The early believers, no doubt, had obstacles to overcome as they committed themselves to spreading the good news about Jesus. Not the least of these obstacles would have been that most were untrained in the religious schools of the day, and, therefore, would have had little or no credibility in the eyes of the established church.1
Nevertheless, in spite of all obstacles, the apostles and other believers felt strongly called by God to continue in evangelism and witnessing. The blessings of forgiveness and assurance that they had personally experienced compelled them to share. Witnessing was a natural result of conversion.
Read Acts 13:1–49. What work did the Holy Spirit call Barnabas and Saul to do?
The “Word of God” that was preached everywhere most certainly included the messianic passages of the Old Testament. Those Scriptures that foretold the death and resurrection of the Savior, and His consequent forgiveness and justification of sinners, were presented as being fulfilled in Jesus of Nazareth.

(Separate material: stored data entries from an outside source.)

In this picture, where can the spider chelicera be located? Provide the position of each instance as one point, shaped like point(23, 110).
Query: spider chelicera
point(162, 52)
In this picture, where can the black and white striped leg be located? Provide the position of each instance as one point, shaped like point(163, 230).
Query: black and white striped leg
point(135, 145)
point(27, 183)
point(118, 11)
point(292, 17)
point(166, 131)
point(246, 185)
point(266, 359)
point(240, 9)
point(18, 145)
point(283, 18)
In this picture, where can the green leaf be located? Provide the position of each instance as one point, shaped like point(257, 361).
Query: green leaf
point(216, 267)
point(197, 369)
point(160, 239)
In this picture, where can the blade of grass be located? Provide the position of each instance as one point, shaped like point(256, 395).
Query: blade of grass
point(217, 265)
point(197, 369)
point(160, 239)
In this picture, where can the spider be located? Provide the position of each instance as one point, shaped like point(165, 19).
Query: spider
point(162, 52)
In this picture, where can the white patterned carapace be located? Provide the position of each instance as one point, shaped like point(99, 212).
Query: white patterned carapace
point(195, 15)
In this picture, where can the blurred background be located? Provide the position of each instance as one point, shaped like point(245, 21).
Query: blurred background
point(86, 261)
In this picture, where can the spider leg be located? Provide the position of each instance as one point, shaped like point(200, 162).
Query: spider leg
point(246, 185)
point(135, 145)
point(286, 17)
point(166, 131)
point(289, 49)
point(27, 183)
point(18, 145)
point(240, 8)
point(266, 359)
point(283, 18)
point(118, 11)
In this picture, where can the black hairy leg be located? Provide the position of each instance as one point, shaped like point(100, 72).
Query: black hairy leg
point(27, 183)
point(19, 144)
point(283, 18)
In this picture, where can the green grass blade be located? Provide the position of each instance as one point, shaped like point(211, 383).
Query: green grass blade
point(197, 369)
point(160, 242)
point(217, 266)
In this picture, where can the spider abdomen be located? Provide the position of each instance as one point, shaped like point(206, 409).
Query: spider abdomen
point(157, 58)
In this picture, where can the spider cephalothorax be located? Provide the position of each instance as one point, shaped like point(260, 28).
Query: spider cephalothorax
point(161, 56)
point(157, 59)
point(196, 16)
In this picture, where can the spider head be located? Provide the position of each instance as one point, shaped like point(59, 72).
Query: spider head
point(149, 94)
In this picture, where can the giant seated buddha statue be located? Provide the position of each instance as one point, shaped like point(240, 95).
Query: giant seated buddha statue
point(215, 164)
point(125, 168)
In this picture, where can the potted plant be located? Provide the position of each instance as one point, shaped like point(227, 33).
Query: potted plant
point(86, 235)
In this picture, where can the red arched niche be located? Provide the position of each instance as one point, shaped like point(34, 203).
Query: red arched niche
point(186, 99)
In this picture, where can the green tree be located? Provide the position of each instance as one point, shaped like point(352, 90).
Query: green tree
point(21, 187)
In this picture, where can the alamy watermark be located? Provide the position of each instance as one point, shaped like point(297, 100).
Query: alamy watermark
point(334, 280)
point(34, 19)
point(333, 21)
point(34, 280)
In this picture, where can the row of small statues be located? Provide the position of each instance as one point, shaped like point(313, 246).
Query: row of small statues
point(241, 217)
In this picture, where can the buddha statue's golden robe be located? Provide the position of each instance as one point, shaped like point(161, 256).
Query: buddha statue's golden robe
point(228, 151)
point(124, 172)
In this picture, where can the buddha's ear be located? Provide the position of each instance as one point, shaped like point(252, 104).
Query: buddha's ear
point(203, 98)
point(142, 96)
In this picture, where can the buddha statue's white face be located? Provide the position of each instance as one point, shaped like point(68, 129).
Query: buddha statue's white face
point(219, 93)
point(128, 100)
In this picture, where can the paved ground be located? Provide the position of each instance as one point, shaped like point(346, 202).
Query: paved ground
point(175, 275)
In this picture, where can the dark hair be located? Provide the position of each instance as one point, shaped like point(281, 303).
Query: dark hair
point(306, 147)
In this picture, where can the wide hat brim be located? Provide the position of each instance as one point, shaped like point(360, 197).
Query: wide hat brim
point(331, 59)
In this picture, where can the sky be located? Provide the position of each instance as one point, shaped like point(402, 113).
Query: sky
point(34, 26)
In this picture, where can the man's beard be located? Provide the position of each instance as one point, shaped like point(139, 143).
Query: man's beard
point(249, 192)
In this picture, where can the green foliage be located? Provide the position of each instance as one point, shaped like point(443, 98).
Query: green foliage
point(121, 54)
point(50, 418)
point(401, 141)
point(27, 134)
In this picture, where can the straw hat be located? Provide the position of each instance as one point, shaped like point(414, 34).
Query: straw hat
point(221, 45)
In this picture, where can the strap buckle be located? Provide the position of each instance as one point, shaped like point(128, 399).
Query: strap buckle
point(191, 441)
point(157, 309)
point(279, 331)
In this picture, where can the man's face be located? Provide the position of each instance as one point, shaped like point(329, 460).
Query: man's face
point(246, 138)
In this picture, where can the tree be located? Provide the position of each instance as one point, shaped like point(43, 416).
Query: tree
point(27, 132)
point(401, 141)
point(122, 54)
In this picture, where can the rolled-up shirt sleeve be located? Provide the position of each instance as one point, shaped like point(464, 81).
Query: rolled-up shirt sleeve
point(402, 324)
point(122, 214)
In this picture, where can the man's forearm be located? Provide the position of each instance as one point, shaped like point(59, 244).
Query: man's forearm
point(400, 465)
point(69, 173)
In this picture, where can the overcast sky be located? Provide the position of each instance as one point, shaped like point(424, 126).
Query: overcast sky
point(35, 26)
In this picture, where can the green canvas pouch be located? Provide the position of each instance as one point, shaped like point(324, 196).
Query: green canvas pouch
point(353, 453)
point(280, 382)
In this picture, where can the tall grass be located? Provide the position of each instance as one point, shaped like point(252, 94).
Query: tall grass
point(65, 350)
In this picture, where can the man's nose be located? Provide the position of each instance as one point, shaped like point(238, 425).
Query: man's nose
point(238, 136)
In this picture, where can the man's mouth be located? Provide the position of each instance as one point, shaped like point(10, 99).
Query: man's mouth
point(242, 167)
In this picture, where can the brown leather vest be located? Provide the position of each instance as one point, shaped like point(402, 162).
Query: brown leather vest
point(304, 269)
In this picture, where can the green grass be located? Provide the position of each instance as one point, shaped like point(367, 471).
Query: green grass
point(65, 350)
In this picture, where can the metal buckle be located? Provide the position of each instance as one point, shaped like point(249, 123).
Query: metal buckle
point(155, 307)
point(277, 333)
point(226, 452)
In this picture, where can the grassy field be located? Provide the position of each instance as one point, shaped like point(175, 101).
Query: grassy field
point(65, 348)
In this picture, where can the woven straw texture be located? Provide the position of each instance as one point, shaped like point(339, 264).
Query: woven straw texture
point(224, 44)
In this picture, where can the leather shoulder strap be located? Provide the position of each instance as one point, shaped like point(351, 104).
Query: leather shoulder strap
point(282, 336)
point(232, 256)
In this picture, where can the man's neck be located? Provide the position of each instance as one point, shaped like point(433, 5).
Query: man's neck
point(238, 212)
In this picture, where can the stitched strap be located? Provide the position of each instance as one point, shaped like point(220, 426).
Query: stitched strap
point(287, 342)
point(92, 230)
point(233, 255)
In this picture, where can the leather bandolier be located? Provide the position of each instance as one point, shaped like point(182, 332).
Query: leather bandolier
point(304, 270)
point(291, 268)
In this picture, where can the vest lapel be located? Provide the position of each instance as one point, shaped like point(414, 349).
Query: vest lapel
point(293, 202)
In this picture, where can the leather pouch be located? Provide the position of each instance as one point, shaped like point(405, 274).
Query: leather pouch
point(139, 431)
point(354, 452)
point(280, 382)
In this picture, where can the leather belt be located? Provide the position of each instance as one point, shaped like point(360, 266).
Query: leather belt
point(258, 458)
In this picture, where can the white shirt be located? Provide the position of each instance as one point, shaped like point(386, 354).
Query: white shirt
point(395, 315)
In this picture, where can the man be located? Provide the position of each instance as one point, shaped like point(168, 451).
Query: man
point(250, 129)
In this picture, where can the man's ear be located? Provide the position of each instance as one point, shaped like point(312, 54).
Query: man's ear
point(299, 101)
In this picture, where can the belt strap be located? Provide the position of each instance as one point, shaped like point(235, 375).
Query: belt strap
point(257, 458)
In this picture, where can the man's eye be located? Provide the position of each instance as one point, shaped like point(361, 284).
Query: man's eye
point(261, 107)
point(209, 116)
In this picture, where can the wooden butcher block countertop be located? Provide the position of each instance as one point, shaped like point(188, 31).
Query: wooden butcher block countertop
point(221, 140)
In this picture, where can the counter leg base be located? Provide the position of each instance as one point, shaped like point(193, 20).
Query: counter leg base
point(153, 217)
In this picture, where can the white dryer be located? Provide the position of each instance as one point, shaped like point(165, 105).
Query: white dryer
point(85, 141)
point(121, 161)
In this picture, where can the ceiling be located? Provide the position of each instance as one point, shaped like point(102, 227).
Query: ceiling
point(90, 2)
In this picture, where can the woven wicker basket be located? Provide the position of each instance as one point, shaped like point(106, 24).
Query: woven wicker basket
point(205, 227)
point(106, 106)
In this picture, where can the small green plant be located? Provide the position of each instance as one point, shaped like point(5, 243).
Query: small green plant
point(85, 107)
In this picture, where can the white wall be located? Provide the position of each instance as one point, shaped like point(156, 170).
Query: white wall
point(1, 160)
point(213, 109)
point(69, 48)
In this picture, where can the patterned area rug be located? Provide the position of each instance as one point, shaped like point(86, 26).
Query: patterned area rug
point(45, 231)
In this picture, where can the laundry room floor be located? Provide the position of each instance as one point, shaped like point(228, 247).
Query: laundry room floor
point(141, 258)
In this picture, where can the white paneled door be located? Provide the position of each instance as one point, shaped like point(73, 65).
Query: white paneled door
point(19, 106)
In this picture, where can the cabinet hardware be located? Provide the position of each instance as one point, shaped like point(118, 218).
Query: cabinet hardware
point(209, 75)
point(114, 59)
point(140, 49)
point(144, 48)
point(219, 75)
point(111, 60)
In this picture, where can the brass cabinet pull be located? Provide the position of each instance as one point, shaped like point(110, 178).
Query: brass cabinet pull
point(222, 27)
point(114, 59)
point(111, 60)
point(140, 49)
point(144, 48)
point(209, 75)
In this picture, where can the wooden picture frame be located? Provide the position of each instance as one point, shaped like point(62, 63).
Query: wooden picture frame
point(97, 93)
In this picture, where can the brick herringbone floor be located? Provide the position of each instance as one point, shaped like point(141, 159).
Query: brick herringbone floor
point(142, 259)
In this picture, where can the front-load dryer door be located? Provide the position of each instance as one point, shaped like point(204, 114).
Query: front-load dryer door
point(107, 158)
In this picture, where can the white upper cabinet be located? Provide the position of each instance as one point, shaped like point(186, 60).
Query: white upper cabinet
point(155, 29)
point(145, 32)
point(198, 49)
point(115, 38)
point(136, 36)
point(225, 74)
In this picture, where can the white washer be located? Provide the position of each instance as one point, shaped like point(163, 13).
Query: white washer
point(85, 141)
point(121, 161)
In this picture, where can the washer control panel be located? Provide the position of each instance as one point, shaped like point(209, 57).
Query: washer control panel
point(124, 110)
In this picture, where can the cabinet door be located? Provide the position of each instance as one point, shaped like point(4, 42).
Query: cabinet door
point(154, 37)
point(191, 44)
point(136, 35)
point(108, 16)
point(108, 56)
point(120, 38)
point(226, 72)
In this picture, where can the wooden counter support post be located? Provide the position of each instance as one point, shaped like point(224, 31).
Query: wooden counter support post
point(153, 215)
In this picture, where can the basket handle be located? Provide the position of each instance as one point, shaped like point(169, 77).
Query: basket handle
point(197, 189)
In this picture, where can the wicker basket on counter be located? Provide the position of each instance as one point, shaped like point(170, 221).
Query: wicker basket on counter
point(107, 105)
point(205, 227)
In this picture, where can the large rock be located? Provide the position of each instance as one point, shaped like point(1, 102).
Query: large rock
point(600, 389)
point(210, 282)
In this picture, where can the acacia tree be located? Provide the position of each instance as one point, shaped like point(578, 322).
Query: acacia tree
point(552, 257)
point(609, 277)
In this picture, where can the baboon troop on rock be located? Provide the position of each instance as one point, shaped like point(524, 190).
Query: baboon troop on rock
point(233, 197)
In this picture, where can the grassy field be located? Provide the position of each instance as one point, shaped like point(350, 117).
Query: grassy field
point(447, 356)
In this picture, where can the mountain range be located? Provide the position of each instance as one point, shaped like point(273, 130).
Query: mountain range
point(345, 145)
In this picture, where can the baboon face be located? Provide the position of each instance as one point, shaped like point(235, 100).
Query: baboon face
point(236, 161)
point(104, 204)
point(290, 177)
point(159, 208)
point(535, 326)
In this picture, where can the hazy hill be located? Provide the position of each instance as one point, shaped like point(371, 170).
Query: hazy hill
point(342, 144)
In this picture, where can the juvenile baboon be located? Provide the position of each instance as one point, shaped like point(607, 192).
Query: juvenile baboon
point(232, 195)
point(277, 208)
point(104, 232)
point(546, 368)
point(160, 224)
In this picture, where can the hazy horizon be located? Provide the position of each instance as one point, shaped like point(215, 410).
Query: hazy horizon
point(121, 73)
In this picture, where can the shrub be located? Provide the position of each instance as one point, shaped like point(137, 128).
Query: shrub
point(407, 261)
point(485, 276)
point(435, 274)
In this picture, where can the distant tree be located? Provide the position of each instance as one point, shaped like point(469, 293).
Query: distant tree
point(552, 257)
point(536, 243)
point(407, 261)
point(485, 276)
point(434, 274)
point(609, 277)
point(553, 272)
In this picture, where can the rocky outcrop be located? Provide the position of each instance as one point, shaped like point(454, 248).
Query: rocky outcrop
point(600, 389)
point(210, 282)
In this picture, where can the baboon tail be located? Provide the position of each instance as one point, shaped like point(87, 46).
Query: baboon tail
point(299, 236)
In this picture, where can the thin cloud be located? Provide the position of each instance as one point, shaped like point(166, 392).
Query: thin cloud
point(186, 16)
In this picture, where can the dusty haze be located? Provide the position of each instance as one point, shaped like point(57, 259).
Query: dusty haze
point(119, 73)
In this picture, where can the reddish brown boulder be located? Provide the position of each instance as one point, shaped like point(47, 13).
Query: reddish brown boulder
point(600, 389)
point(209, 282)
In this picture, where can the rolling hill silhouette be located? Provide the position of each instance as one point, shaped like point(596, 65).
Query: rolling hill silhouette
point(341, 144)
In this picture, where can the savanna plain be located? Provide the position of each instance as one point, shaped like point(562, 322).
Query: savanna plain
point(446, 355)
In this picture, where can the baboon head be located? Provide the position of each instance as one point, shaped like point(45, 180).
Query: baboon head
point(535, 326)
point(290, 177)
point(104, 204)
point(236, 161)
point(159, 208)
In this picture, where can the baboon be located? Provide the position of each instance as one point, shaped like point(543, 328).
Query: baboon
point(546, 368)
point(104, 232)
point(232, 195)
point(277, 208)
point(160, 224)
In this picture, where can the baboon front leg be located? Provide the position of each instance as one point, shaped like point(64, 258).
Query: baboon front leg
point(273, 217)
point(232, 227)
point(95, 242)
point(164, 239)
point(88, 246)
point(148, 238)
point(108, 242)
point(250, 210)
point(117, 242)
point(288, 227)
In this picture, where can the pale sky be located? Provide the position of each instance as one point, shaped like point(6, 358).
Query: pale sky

The New Testament clearly reveals what the early believers committed themselves to preaching and sharing. Among their regularly emphasized main points were Jesus as Lord and Christ, salvation through His righteousness, the coming kingdom of God, and the promise of eternal life.
Many people believed in Jesus and accepted Him as their personal Savior because of the testimonies of believers who shared their own life-changing experiences and not simply because people had observed miraculous events.
However powerful and compelling the testimonies and witness of these first evangelists, these people were constantly referring to the Scriptures. That is, they were using the Bible to interpret their experiences. How well do you know the Bible, and how can you get firmly enough grounded in it to be able to use it in your own witnessing?